A new exhibit at Grass Roots Art and Community Effort, or GRACE, in Hardwick brings together a contemporary artist’s Cuban work with selected work from a legendary outsider artist in an unlikely yet effective show that bridges the gap between the organization’s past and present.

“WonderLands” presents Morristown painter James Rauchman’s oil paintings, born from his decades-long love affair with Cuba, alongside the cartoonish drawings of Gayleen Aiken, an eccentric folk artist who achieved widespread acclaim in her lifetime after being discovered by the GRACE artist workshops before her death in 2005.

The exhibit will open with a showing of Rauchman’s film “San Lazaro’s Night” on Friday, May 19 at 6 p.m., at the Mill Street gallery and the show will be on view through the end of June.

The exhibit was curated by Lisa Wolfgang, formerly a director at River Arts in Morristown, on behalf of Rural Arts Collaborative, which oversees workshops and exhibits at GRACE and other art initiatives in the Greensboro-Craftsbury-Hardwick region.

At first blush, the pairing isn’t immediately intuitive.

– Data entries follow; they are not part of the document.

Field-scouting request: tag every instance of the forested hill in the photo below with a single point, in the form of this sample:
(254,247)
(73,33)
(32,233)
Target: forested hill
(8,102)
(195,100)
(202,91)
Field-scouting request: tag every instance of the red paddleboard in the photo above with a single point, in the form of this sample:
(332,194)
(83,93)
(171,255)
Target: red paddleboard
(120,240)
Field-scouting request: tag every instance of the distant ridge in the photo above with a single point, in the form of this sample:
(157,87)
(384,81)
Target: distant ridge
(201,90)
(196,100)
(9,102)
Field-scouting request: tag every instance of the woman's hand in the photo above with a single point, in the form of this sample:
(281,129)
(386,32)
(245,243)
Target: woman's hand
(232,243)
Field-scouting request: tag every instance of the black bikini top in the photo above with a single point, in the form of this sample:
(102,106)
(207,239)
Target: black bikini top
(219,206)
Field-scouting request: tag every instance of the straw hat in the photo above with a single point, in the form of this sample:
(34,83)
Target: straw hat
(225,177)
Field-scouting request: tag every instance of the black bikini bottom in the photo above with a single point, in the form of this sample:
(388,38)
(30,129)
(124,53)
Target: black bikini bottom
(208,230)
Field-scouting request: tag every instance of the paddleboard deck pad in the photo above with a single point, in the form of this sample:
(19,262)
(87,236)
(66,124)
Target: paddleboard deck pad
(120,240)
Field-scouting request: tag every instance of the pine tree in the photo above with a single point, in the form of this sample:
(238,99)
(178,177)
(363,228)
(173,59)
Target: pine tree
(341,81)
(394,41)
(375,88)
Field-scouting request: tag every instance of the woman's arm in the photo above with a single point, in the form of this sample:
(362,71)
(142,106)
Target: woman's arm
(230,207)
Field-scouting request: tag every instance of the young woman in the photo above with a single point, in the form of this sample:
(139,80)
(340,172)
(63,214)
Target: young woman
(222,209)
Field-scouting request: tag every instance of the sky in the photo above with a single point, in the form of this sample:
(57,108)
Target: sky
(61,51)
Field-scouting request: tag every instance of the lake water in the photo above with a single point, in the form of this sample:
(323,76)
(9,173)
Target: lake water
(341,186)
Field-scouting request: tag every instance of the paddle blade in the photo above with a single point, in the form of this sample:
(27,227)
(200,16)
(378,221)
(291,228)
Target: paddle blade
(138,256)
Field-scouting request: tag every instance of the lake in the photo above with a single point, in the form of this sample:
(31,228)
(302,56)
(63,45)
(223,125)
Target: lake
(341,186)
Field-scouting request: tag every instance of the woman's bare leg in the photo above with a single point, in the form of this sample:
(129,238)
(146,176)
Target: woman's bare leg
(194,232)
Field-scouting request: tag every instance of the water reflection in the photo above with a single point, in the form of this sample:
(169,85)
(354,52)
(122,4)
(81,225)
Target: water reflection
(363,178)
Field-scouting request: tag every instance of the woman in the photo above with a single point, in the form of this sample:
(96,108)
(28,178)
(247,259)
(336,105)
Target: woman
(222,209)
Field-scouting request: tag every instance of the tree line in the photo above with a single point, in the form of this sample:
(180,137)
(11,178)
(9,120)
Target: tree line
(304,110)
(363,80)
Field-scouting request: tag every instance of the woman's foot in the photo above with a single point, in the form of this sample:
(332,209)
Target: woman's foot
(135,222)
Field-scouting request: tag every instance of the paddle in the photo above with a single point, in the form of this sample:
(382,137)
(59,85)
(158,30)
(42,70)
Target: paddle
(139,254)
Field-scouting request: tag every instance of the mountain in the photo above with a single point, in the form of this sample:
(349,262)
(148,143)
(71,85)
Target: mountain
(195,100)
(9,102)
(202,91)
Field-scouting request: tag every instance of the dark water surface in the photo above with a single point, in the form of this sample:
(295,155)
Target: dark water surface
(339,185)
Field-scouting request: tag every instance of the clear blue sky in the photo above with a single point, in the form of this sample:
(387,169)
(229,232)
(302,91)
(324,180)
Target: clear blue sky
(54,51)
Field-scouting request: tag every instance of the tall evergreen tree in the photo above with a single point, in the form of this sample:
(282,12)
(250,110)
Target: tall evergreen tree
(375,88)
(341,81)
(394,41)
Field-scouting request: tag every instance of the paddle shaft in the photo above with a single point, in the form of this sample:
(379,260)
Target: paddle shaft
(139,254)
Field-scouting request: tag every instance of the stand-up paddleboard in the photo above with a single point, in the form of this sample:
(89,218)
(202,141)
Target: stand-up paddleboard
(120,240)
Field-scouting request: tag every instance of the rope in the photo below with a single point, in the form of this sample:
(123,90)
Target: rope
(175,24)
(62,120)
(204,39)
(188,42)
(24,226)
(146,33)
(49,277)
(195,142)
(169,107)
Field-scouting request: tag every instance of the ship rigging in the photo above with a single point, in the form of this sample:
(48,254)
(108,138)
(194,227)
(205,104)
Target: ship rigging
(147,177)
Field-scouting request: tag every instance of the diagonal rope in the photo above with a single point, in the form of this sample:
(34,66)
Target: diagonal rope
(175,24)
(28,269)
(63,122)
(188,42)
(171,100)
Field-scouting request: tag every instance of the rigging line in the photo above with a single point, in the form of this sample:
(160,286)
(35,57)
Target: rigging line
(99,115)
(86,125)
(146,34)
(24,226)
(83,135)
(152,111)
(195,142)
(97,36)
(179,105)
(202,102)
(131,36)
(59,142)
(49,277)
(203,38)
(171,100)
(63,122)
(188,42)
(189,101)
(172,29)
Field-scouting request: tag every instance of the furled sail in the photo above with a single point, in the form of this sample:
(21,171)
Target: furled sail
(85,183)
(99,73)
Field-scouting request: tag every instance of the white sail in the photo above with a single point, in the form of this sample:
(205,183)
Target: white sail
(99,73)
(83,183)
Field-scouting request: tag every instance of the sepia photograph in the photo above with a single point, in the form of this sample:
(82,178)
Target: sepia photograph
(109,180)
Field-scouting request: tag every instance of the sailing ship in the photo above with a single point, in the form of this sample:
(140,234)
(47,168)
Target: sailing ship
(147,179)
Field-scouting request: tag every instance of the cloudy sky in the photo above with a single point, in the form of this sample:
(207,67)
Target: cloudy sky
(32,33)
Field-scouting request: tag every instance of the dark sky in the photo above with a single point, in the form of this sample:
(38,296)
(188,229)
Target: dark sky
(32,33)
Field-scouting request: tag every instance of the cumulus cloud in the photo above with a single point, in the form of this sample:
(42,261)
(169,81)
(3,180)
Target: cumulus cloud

Rauch-man’s pieces are lurid, evocative oil paintings in which fabrics flow and colors burst from revelers and dancers enacting the rituals of Santeria, an Afro-Caribbean religious tradition that combines elements of Yoruba customs with inflections of Spanish Catholicism.

His work on display at GRACE is clouded in city darkness, allowing contrasting colors from women’s dresses, a goat’s slit throat and a religious altar, among other objects to burst from the canvasses.

The paintings, as well as the short film, were drawn from Rauchman’s decades-long infatuation with Cuba, its culture and the relationships he’s developed there over the years. In one painting, a figure that looks a great deal like Rauchman dances as one of the crowd, face obscured in the motion.

Over the years, his fascination with the Communist island country and its aesthetic stasis characterized by mid-century cars and appliances has grown into an appreciation for a remarkable way of life.

“In some strange way, I discovered freedom there, which is so weird, because it’s so repressive in so many ways, but it offers things that the United States has closed off from us, things about spirit, things about art and living your life artfully. There’s a luxury of time because it isn’t segmented in the same way,” Rauchman said.

Cousins

In “WonderLands,” a new exhibit at GRACE gallery in Hardwick, the Cuban paintings of James Rauchman (“Cousins,” 2001, oil on canvas, 24”x36”) are paired together with the outsider folk art of the late Gayleen Aiken.

Where Rauchman’s work is multicultural, vibrant and realist in sensibility despite his Impressionist-indebted technique, Aiken’s is pure id, the work of an obsessive artist with a clear vision and unrelenting adherence to it.

Aiken grew up in an old house in mid-century Barre, when it was still a superpower in the granite industry. An only child, Aiken invented the Raimbilli Cousins, a cast of fictional relatives that included her alter-ego “Gawleen,” that populated her crayon and colored pencil works for the rest of her life.

She even made cardboard cutouts of the cousins, some of which are on display in the exhibit.

After a turbulent childhood that saw her leave school in the eighth grade in part to care for her ailing mother, she was eventually discovered by Don Sunseri, who headed the GRACE organization in the 1980s, according to “American Folk Art: A Regional Reference, Vol. 1.”

Sunseri championed Aiken’s so-called naive art, replete with repeated themes and images drawn together to form an uncanny mirror to the granite quarries of her childhood. This made her into “Vermont’s Grandma Moses” and an established outsider artist whose work was shown in New York City galleries.

By pairing Rauchman and Aiken, Wolfgang is drawing together two artists who have exhibited widely and, though they worked in very different artistic traditions, together form one representation of what it means to be a Vermont artist.

At one point in the exhibit, the two artists intersect.

In Rauchman’s “Abrazo,” a roomful of people is depicted together but separate in a party scene. One couple is wrapped in an inebriated embrace, others are clearly interacting with other figures just out of the frame. A seated figure looks directly at the viewer, to striking effect.

Cousin Gawleen, Johnio, Gawliver...

In “WonderLands,” a new exhibit at GRACE gallery in Hardwick, the Cuban paintings of James Rauchman are paired together with the outsider folk art of the late Gayleen Aiken (“Cousin Gawleen, Johnio, Gawliver...,” 1994).

In Aiken’s “Cousins Gawleen, Johnio Gawliver…,” the cousins dance in a darkened room, lit only by a glowing green clock, an image that appears often in her paintings, along with the Nickelodeon piano just visible in the corner of the drawing.

In both works, there’s a sense of levity and an eerie calm, hinting that both works share a similar emotional palette, even if they couldn’t be further apart from one another, materially, culturally and aesthetically. If the viewer looks closely, they can see that, like the artists featured in the exhibition, the works are in conversation across a vast chasm, but are still within earshot of one another.